Une percée des Chinois sur le marché nord-américain n'est pas attendue avant trois à cinq ans, le temps de développer une gamme compétitive de produits et un réseau de distribution. D'ici là, les choses pourraient changer très rapidement. Souvenons-nous des constructeurs japonais. Ils se trouvaient, dans les années 60, dans une situation plus avantageuse techniquement que les Chinois aujourd'hui. Ils ont mis 40 ans à se faire accepter puis à construire une image de marque qui leur appartienne. On connaît la suite. À l'aide d'une technique mieux affirmée et une politique de qualité rigoureuse, les meilleurs japonais ont eu la reconnaissance du marché.

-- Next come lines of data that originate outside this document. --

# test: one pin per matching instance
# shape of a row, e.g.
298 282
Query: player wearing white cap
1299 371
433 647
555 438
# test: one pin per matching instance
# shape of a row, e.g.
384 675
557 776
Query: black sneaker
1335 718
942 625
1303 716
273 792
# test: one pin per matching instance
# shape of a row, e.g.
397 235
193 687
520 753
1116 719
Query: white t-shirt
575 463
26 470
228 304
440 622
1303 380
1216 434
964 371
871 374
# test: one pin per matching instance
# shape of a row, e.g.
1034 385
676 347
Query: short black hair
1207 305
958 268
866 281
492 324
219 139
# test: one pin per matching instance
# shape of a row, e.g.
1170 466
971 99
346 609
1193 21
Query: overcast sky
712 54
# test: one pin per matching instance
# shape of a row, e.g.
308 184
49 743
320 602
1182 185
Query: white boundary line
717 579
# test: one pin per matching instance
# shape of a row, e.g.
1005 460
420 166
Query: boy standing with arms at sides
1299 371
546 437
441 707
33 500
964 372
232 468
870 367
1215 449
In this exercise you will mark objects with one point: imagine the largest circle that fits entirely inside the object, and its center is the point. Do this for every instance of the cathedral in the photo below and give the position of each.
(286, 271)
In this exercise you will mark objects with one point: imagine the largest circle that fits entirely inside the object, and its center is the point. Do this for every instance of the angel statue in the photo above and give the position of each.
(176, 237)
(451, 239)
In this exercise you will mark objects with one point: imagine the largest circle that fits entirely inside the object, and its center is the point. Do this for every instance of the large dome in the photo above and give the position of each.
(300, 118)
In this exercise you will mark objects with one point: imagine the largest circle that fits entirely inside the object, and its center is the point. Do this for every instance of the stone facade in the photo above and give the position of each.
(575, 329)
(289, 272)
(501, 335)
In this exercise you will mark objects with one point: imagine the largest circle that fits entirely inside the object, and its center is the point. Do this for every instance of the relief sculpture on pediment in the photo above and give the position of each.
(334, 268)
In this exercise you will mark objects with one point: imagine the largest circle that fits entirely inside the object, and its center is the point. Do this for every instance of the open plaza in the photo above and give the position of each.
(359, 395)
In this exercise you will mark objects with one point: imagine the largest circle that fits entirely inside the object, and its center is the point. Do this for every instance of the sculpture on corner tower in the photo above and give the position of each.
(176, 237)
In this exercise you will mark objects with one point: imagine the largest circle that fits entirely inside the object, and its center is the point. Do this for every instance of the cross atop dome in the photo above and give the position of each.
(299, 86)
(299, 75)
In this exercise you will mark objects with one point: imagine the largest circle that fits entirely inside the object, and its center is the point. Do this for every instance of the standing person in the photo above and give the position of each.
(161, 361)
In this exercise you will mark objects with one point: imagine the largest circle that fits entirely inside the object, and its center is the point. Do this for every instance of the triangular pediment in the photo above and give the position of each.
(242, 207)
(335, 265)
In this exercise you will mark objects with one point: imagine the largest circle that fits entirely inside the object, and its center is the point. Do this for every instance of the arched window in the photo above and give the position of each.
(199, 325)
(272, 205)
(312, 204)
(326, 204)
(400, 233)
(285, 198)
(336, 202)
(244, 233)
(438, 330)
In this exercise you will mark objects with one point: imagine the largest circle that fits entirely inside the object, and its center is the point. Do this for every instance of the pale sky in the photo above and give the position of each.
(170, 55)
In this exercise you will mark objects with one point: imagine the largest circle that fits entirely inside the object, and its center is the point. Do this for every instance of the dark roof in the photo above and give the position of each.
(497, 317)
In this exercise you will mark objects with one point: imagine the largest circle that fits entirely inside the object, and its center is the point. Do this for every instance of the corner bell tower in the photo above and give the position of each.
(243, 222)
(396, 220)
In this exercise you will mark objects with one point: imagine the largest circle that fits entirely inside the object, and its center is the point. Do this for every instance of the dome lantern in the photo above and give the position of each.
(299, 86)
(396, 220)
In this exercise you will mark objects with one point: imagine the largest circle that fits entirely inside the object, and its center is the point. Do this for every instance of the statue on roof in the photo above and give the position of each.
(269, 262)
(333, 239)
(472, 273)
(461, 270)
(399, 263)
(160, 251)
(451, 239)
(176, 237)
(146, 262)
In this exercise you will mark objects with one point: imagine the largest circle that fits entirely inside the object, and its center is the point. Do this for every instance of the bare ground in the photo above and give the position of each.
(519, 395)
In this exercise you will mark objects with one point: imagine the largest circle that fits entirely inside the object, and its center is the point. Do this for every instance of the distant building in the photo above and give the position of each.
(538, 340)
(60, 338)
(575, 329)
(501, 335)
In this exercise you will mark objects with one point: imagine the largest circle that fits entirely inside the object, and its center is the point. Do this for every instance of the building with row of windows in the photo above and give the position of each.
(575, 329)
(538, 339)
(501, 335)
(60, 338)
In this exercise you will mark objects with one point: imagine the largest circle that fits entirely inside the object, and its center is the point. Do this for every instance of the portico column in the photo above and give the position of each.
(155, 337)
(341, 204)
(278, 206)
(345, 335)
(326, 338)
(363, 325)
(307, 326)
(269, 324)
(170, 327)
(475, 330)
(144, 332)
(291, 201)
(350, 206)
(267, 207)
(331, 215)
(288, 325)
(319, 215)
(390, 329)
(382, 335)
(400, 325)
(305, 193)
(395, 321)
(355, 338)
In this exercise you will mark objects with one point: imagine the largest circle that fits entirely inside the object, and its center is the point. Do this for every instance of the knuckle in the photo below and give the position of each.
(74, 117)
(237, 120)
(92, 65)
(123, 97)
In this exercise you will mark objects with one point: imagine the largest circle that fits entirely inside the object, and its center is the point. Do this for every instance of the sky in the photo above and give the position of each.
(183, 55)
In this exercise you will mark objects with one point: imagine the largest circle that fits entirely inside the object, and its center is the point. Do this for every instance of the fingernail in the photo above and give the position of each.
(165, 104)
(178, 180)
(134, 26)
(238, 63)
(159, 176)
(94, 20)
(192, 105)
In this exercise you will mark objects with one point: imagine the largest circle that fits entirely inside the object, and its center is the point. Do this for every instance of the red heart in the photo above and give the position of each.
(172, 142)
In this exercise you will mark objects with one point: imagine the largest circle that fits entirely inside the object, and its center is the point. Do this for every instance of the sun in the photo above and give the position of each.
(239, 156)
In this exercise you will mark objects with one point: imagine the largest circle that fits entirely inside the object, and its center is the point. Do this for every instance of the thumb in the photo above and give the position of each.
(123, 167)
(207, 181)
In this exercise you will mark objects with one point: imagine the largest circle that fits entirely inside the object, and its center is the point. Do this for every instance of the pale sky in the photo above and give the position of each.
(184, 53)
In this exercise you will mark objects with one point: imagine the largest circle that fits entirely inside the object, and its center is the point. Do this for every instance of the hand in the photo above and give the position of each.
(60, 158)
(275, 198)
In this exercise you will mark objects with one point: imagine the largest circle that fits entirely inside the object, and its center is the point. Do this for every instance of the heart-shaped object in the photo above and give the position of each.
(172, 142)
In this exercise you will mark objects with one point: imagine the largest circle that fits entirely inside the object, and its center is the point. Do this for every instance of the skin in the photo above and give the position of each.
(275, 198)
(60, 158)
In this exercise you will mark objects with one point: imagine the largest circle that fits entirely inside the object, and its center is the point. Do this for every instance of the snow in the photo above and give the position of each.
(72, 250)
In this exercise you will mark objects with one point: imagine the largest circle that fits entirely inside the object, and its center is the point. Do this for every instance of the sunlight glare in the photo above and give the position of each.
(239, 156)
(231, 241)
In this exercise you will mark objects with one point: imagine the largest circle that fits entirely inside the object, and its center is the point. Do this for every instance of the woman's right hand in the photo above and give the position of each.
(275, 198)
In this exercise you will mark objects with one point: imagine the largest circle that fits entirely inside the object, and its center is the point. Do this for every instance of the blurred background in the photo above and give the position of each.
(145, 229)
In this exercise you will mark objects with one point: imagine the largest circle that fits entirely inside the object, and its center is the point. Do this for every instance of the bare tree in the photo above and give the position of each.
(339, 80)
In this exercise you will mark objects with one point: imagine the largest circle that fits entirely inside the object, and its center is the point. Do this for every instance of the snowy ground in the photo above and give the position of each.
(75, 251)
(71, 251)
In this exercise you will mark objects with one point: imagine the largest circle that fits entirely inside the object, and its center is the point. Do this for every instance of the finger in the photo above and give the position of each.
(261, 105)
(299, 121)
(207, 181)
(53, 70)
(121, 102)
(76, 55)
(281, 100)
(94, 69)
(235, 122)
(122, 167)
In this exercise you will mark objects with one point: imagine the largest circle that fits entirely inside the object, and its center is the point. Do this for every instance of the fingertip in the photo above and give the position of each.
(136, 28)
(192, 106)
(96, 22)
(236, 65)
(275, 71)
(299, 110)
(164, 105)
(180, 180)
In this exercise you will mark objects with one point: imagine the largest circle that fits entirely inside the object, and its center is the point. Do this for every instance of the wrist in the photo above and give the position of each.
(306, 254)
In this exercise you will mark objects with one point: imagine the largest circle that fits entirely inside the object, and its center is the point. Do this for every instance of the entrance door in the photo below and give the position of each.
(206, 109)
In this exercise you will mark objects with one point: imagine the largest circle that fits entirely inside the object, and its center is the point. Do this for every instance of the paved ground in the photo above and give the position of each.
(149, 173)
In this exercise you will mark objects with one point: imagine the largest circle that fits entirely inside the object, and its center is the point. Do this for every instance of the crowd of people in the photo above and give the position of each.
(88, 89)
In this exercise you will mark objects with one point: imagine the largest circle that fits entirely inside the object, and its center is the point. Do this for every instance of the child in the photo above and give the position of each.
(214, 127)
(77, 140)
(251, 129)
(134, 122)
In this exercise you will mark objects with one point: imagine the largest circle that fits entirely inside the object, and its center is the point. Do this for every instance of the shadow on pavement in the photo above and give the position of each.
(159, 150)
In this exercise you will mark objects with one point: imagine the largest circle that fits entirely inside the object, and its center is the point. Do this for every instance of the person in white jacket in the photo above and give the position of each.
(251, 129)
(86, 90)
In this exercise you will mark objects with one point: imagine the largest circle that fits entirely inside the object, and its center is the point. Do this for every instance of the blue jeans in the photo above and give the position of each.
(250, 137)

Trente ans après eux, les Coréens ont reproduit le même scénario, mais ils ont mis beaucoup moins de temps à s'imposer. On voit donc ce qui attend les Chinois, qui maîtrisent la fabrication de voitures simples, mais ne savent pas encore les inventer. Parions que cela viendra bien assez vite grâce à la stratégie d'alliances développée par les autorités chinoises et qui obligent les marques étrangères (GM, Volkswagen, Toyota, etc.) à établir des partenariats à parité avec les marques locales. Personne n'est dupe. Pour les entreprises automobiles chinoises, cette stratégie d'alliances leur permet de capter le savoir-faire de leurs partenaires, de bénéficier d'un afflux de capitaux considérable et d'encaisser des dividendes.

Bref, cela leur permet d'apprendre très très vite et il me tarde, comme vous, de voir la future A1 du constructeur chinois Chery que Chrysler distribuera sous sa bannière l'an prochain pour environ 10 000$. Je ne crois pas que je lui ferai une place dans mon garage, mais soyez assuré que j'irai lui rendre visite. Et vous?